A fronte della mia esperienza positiva di una classe ‘solidale’ leggo che in alcune zone quasi la metà degli studenti non ha avuto accesso alla DaD.
E anche per chi la DaD l’ha fruita nella pienezza dei mezzi, voglio solo accennare alla difficoltà di gestire la propria formazione in autonomia quando hai tra i 6 e i 10 anni. Non è facile negli alti gradi di formazione, non lo è nelle classi della scuola primaria. Non è così per mio figlio che può contare sul supporto di noi genitori, lo è ancora meno per chi a casa non ha alcun supporto.
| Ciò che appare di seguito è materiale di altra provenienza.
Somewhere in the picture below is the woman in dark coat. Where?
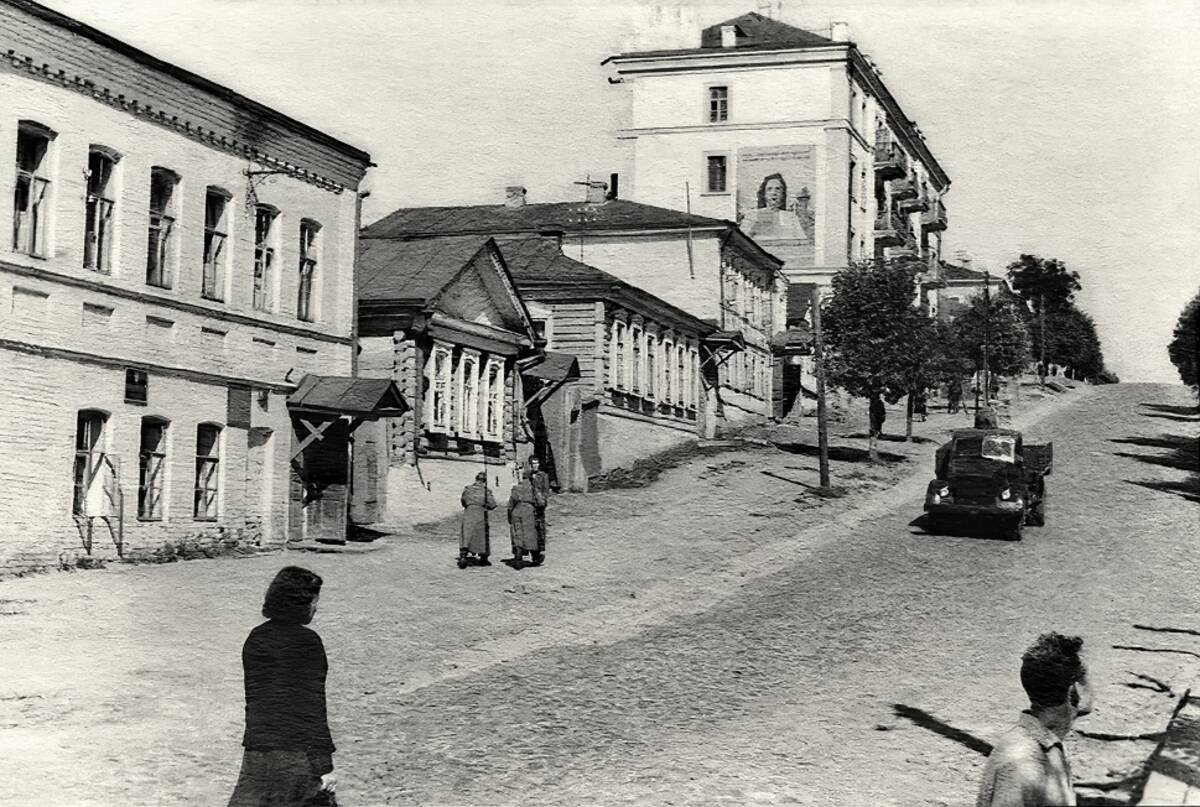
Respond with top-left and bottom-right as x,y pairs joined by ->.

Per bambini e bambine con situazioni familiari precarie – per condizioni economiche, per origine, o per condizione sociale – la scuola è spesso l’unico contesto in cui hanno relazioni esterne a quelle familiari, dove apprendono regole e comportamenti della società in cui vivono, dove possono fare sport, musica o altre attività alle quali non potrebbero accedere perché troppo onerose. La scuola è talvolta il luogo in cui fanno un pasto completo al giorno. E tutto questo è venuto a mancare in questi mesi di emergenza, ampliando il divario tra chi ha e chi non ha, marcando una condizione di subalternità che se in presenza poteva essere mascherata, è ora visibile a chiunque sappia guardare.
Per tutto questo penso che a settembre le scuole debbano riaprire!
Partendo dal rispetto del diritto alla salute del personale della scuola, del distanziamento, delle linee guide dell’Istituto Superiore di Sanità, delle linee guida del MIUR ancora oggi inesistenti, ma la scuola deve ricominciare, e dovrà essere migliore di prima!
E perché sia migliore non posso che pensare che devono sparire la ‘classi pollaio’ di 28 alunni, che venga assunto nuovo personale docente, che vengano fatti investimenti nell’edilizia scolastica, nella ristrutturazione degli edifici esistenti e nella costruzione di nuovi (a Pisa l’edificio scolastico più recente è stato costruito negli anni ‘80), che vengano fatti investimenti per la digitalizzazione (ma lontano dalle logiche di mercato).
E questo dovrà essere solo lo scheletro per costruire intorno una nuova didattica, nuovi saperi, e una nuovo modello di scuola e di società che non lasci più indietro nessun*.
Tutto questo posso augurarmi per mio figlio, per tutte le figlie e i figli che costruiranno il mondo di domani.